Dr. Gougelet, who has served on federal disaster-response teams for more than 20 years, said the doctors on the ground were treating an influx of patients stable enough to make the journey from the area most affected by the earthquake. The medical team was seeing patients with broken bones, contusions, and head injuries, he said.
“I have never seen so much poverty and am humbled by it,” Dr. Kurt K. Rhynhart, a general surgeon at Dartmouth-Hitchcock, said in an e-mail message from Haiti. “But the people are the most friendly, proud, and thankful I have ever met. I am certainly glad I came and am sure this won’t be the last time.”
Overwhelmed With Patients
Creighton University sent nine doctors and nurses to the Dominican Republic on the Saturday following the earthquake, and three nurses and a pharmacist this week. Hundreds of patients have been streaming into the outpatient center and small hospital where they are working at Jimaní, a small town on the border with Haiti.
The hospital “wasn’t basically anything,” said Dr. Filipi, Creighton’s relief coordinator, so the Nebraska institution has sent in a lot of medical supplies. In fact, according to Dr.
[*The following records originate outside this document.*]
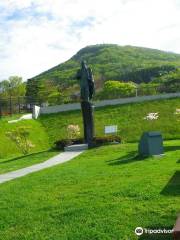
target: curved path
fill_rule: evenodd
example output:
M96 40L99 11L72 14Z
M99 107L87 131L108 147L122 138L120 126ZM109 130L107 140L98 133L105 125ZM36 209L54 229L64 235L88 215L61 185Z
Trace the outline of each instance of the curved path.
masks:
M80 155L82 152L84 152L84 150L63 152L63 153L60 153L60 154L50 158L49 160L47 160L43 163L34 164L30 167L21 168L19 170L13 171L13 172L0 174L0 184L10 181L10 180L13 180L13 179L16 179L16 178L19 178L19 177L26 176L30 173L37 172L37 171L40 171L45 168L49 168L49 167L70 161L74 157Z

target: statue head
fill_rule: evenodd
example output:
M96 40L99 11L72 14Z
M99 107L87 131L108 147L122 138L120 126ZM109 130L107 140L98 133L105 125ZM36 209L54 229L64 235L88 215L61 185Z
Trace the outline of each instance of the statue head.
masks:
M85 60L81 61L81 69L77 72L77 79L80 79L81 99L91 100L94 94L94 78Z
M85 61L85 60L82 60L82 61L81 61L81 67L82 67L82 68L87 68L87 64L86 64L86 61Z

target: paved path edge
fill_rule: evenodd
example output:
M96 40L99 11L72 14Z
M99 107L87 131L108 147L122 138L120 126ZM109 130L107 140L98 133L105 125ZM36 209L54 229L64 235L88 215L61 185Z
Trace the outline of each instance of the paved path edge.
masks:
M11 181L13 179L16 178L20 178L23 176L26 176L30 173L33 172L38 172L41 171L43 169L52 167L52 166L56 166L58 164L62 164L64 162L70 161L73 158L79 156L82 152L84 152L84 150L80 150L80 151L72 151L72 152L63 152L60 153L42 163L38 163L38 164L34 164L32 166L29 167L25 167L25 168L21 168L12 172L7 172L4 174L0 174L0 184L4 183L4 182L8 182Z

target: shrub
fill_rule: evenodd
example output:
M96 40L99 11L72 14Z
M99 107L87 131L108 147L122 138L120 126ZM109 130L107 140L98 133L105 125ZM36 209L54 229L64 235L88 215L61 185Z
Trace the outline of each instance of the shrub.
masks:
M120 143L121 138L115 135L108 135L108 136L102 136L102 137L95 137L93 141L95 146L100 146L100 145L109 144L109 143Z
M82 144L84 143L83 138L76 138L76 139L61 139L55 142L55 148L59 150L63 150L64 147L67 147L72 144Z
M71 144L72 144L72 141L70 139L62 139L55 142L55 148L62 150L64 149L64 147L69 146Z
M156 95L158 93L157 86L157 84L141 83L137 89L138 96Z
M18 127L15 130L6 133L6 136L13 141L17 148L24 154L28 154L30 149L34 147L29 137L29 130L25 127Z
M93 146L101 146L111 143L120 143L121 138L118 136L102 136L102 137L94 137L93 139ZM59 150L63 150L64 147L72 145L72 144L82 144L84 143L83 138L76 138L76 139L62 139L55 142L55 147Z
M49 105L63 104L63 95L60 92L52 92L47 99Z
M80 135L80 127L78 125L68 125L67 135L69 139L75 139Z
M119 98L135 95L136 85L132 82L106 81L103 90L99 93L99 98Z

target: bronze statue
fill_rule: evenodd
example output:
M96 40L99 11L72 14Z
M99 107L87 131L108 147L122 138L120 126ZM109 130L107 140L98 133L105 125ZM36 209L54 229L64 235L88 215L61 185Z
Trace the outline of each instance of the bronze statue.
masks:
M84 124L84 140L88 146L92 146L94 137L93 105L90 102L94 95L94 78L92 70L82 61L81 69L77 72L81 88L81 110Z
M92 70L87 67L86 62L81 62L81 69L77 72L77 79L80 80L81 100L89 101L94 94L94 78Z

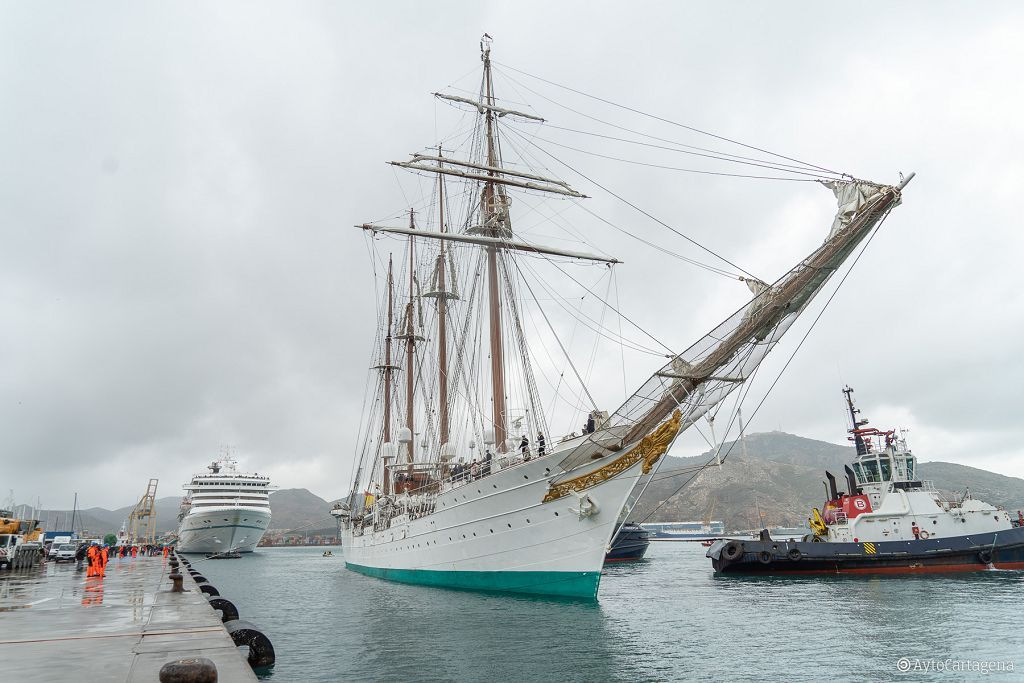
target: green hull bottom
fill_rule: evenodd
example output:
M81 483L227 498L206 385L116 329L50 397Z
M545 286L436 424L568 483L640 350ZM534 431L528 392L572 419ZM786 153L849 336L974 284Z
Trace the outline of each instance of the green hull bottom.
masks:
M553 595L597 599L601 572L453 572L430 569L383 569L346 562L354 572L378 579L458 590Z

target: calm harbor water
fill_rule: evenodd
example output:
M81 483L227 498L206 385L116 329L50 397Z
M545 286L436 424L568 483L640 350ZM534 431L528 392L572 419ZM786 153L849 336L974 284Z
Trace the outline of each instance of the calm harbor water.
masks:
M716 578L699 544L654 543L647 560L606 569L597 603L577 603L385 582L332 550L193 557L273 641L265 679L1024 679L1024 572ZM901 657L915 670L901 673ZM926 672L926 660L1014 670Z

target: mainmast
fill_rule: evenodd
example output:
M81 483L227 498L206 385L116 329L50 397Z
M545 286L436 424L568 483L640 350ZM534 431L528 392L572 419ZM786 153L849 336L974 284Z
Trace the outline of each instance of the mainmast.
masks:
M494 141L494 85L491 80L491 44L490 36L484 35L480 41L481 58L484 62L484 119L487 134L487 166L489 169L498 167L497 145ZM507 237L503 234L503 219L507 219L504 192L499 191L493 181L494 170L488 170L491 180L484 184L482 215L486 234L490 237ZM499 205L500 204L500 205ZM491 391L493 402L492 421L494 423L494 445L499 453L506 451L507 433L505 427L505 362L501 337L501 290L498 286L498 250L487 248L487 291L490 304L490 337L491 337Z

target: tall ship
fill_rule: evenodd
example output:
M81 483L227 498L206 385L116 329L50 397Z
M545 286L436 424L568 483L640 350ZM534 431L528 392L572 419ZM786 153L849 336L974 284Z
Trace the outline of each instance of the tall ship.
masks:
M587 359L569 352L566 319L608 336L614 323L551 302L581 285L574 268L611 277L621 261L580 231L568 247L534 239L561 229L559 211L585 207L586 197L540 161L557 159L534 137L544 119L496 96L486 35L480 59L476 90L435 93L462 117L456 132L391 162L423 179L419 207L356 226L367 236L378 318L367 331L375 346L354 478L332 514L355 572L594 599L631 494L679 434L745 384L899 204L909 177L898 186L822 178L840 204L824 243L772 284L729 275L749 290L747 303L686 350L654 351L653 374L609 412L583 382ZM565 204L552 210L548 201ZM665 316L692 310L692 299L669 294L651 292ZM613 296L601 300L610 317L639 329ZM591 376L614 378L594 356ZM570 381L581 407L552 408L570 403ZM556 424L571 426L555 436Z
M1024 569L1022 515L977 500L967 489L948 496L918 476L917 456L896 430L868 427L843 390L856 455L845 489L825 472L828 500L797 541L722 540L707 552L716 572L921 573Z
M192 477L178 512L183 553L251 553L270 526L270 479L238 469L229 454Z

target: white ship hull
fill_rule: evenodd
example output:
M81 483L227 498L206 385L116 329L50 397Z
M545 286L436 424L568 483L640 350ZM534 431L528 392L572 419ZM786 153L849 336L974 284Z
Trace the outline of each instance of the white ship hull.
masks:
M614 453L581 472L621 457ZM382 531L343 531L345 564L407 583L594 598L619 512L641 476L636 462L581 495L543 502L567 451L532 460L439 494L435 511Z
M270 510L254 507L204 507L192 510L178 527L178 552L251 553L270 525Z

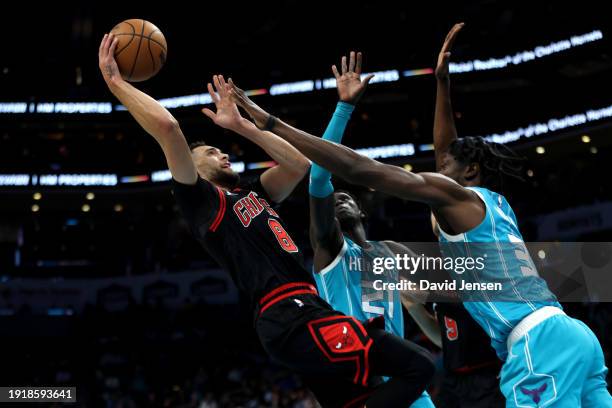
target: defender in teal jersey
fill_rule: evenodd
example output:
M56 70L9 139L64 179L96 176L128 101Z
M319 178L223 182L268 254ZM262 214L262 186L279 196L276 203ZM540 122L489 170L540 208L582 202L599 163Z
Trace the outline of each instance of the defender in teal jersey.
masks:
M456 25L447 36L436 68L438 94L434 133L453 135L450 143L444 145L434 134L438 173L417 174L372 160L271 116L235 86L232 95L258 126L287 140L331 173L353 184L429 205L446 240L455 239L464 247L467 243L521 245L510 206L503 196L486 188L495 185L502 174L511 173L516 156L507 147L482 138L456 137L449 96L448 59L450 47L462 26ZM504 237L506 231L514 232L519 241ZM532 264L527 253L521 256L523 262ZM539 282L540 287L548 291L546 283L534 275L535 271L520 273L522 265L506 258L504 252L487 263L488 277L505 279L517 288L529 286L524 283ZM498 355L504 359L501 389L507 406L612 408L601 345L588 327L565 315L554 296L548 295L539 301L530 301L519 291L515 299L502 308L494 301L470 304L470 313L490 334Z
M351 60L354 60L351 54ZM360 64L361 56L357 56ZM340 143L361 93L365 89L352 68L343 64L342 75L334 67L340 102L323 138ZM353 65L353 64L350 64ZM355 66L358 69L357 66ZM373 287L375 280L397 282L397 270L373 272L374 258L412 253L396 242L368 241L363 225L365 215L355 197L345 191L334 192L331 174L314 164L310 170L310 240L314 249L314 277L319 295L334 309L360 321L384 318L385 330L404 337L404 318L399 292ZM398 339L399 340L399 339ZM407 346L417 346L405 342ZM410 405L433 408L427 392Z

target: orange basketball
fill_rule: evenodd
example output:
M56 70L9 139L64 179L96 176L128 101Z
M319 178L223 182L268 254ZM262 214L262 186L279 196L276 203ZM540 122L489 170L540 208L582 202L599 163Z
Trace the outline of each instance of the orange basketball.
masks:
M126 81L145 81L157 74L166 62L166 39L152 23L133 18L117 24L111 33L119 40L115 60Z

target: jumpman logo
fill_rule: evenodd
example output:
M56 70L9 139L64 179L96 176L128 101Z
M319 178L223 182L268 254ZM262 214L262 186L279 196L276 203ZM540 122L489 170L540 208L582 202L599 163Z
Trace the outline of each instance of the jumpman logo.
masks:
M342 339L336 344L336 350L340 350L343 346L352 344L353 339L348 334L348 327L342 326Z
M542 384L540 388L536 388L534 390L529 390L525 387L521 387L521 392L525 395L530 396L533 402L535 402L536 404L540 402L541 400L540 396L542 395L544 391L546 391L546 383Z

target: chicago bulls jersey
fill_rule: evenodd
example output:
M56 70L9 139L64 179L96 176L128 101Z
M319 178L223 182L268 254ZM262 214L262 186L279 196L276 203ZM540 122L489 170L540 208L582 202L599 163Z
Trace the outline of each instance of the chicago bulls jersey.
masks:
M173 181L173 193L195 237L251 303L287 283L314 284L259 179L233 191L200 177Z

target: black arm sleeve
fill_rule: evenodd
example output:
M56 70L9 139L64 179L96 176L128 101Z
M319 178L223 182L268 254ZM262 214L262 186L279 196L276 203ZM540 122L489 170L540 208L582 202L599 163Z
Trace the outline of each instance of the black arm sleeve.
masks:
M220 194L223 191L198 177L194 185L173 179L172 193L191 228L194 231L206 231L219 212Z

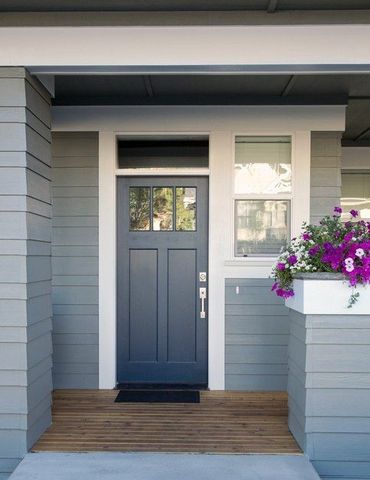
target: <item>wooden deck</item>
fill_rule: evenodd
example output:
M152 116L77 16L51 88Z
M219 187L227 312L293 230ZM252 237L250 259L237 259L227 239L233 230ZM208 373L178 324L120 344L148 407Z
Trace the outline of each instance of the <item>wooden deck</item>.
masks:
M117 391L58 390L33 451L301 453L285 393L201 392L200 404L114 403Z

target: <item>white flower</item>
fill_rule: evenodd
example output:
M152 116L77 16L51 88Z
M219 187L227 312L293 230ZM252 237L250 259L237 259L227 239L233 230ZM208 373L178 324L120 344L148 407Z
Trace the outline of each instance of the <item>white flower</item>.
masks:
M344 260L344 263L345 263L346 265L353 265L353 258L351 258L351 257L346 258L346 259Z
M346 264L346 271L348 273L353 272L354 269L355 269L355 267L353 266L353 263L347 263Z
M363 248L357 248L355 255L356 255L356 257L362 258L365 255L364 249Z

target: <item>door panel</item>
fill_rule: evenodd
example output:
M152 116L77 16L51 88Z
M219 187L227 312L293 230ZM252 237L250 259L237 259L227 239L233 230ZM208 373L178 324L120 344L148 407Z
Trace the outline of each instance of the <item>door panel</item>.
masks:
M158 360L157 257L157 250L130 250L129 356L136 362Z
M196 250L168 251L168 360L196 361Z
M117 382L208 383L208 179L117 179Z

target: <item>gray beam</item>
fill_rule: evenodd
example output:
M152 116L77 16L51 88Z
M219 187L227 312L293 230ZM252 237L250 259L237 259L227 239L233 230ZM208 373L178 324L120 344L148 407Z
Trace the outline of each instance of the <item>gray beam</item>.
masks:
M0 27L97 27L184 25L364 25L370 10L186 12L1 12Z
M280 95L57 96L55 106L82 105L347 105L347 97Z
M370 63L347 65L31 65L28 66L28 70L34 75L329 75L370 73Z

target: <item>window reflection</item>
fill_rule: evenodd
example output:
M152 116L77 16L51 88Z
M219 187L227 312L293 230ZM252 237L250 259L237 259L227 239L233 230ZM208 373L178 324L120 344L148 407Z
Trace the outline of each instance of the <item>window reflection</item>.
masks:
M370 173L342 173L342 219L351 218L350 210L359 212L358 219L370 220Z
M237 137L235 193L291 192L290 137Z
M236 254L279 253L288 238L289 201L237 200L235 208Z
M153 230L173 230L173 190L153 188Z
M196 188L176 187L176 230L196 230Z
M130 187L130 230L150 230L150 187Z

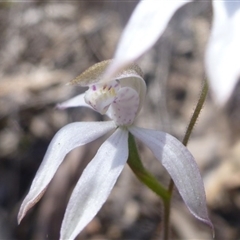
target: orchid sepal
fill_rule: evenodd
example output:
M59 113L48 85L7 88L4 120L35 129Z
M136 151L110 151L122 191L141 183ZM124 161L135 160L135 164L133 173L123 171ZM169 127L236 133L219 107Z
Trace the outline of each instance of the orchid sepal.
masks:
M21 222L28 210L41 199L58 167L72 149L92 142L114 128L116 125L113 121L77 122L61 128L52 139L31 188L21 204L18 223Z
M240 80L240 2L213 1L205 67L215 102L223 106Z
M197 163L188 149L170 134L130 127L133 136L142 141L165 167L194 217L213 229L208 217L204 184Z
M128 131L118 128L84 169L69 200L60 239L74 239L107 200L128 158Z
M173 14L191 1L140 1L122 33L114 61L106 69L105 78L112 78L150 49L166 29Z
M71 99L68 99L67 101L58 103L56 105L56 108L60 110L64 110L66 108L73 108L73 107L88 107L93 109L89 104L86 103L84 97L85 97L85 93L79 94Z

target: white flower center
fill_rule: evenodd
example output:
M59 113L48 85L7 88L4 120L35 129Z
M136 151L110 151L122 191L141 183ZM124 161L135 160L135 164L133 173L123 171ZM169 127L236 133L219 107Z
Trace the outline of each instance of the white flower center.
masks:
M85 93L85 101L91 105L97 112L105 114L109 105L117 97L117 91L121 88L117 80L108 84L93 84Z
M139 94L131 87L121 87L118 80L91 85L85 101L97 112L107 115L119 126L131 125L139 107Z

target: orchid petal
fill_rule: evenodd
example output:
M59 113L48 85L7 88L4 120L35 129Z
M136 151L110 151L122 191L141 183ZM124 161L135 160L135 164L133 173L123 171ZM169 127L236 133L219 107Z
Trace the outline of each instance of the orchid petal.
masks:
M135 61L151 48L165 30L175 11L191 0L142 0L123 31L106 77Z
M190 212L213 229L208 217L203 181L188 149L164 132L137 127L131 127L129 131L144 142L166 168Z
M107 200L128 158L128 132L117 129L85 168L69 200L61 239L74 239Z
M27 211L40 200L59 165L72 149L94 141L115 127L112 121L80 122L60 129L52 139L29 193L21 205L18 222L20 223Z
M84 99L85 93L82 93L80 95L77 95L73 98L70 98L69 100L57 104L58 109L66 109L66 108L71 108L71 107L88 107L93 109L89 104L85 102Z
M129 87L123 87L111 104L108 111L110 118L117 125L130 125L133 123L139 107L139 95Z
M213 1L206 70L217 103L227 102L240 78L240 2Z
Loggie, the team leader in Jimaní, there were “horror stories” of doctors there performing operations without anesthesia before teams like Creighton’s arrived with supplies.
“People are dying, and it’s pretty grim,” Dr. Filipi said, “but they are using their operating rooms very completely.”
Creighton, a Jesuit institution, also has a special connection that allowed it to mobilize quickly. The school’s Institute for Latin American Concern, a Roman Catholic health-care and educational organization that holds service-learning programs throughout the year, operates out of Santiago, in the Dominican Republic.
Dr. Loggie was in touch with a priest at the Santiago center who knew a priest in Jimaní and said the town needed more medical professionals, Dr. Filipi said.
“Creighton’s been working there for 25 years, and then people from the university are going down there all the time,” he said. “It’s kind of a place that allows us to get there quickly.”
Students Out Front
While most colleges providing direct aid have sent medical teams to Haiti, the students at one online institution, American Military University, have been significantly involved themselves. Many are members of the military.
Christopher M. Reynolds, program director for emergency and disaster management and homeland security, said he knew of more than a dozen students and faculty members in Haiti, doing such work as logistics operations and search-and-rescue missions through the military. The university’s students get course extensions on the basis of their deployment papers.
The university hopes to do even more. Following the earthquake, Wallace E. Boston Jr., president of the parent American Public University system, wrote to the Federal Emergency Management Agency, pledging the institution’s support.
Mr. Reynolds then sent an e-mail message to more than 1,000 students and alumni, letting them know he was creating a list in which people could describe the skills they could offer in Haiti. He plans to give the list to FEMA if it asks.
“What we are now doing is waiting for them to contact us back,” he said. “If they need a particular skill, we have the database.”
“In the world of emergency management, we call this ‘leaning forward,’” Mr. Reynolds said. “We’re already identifying who our people are, what their skills are, and what their availability is.”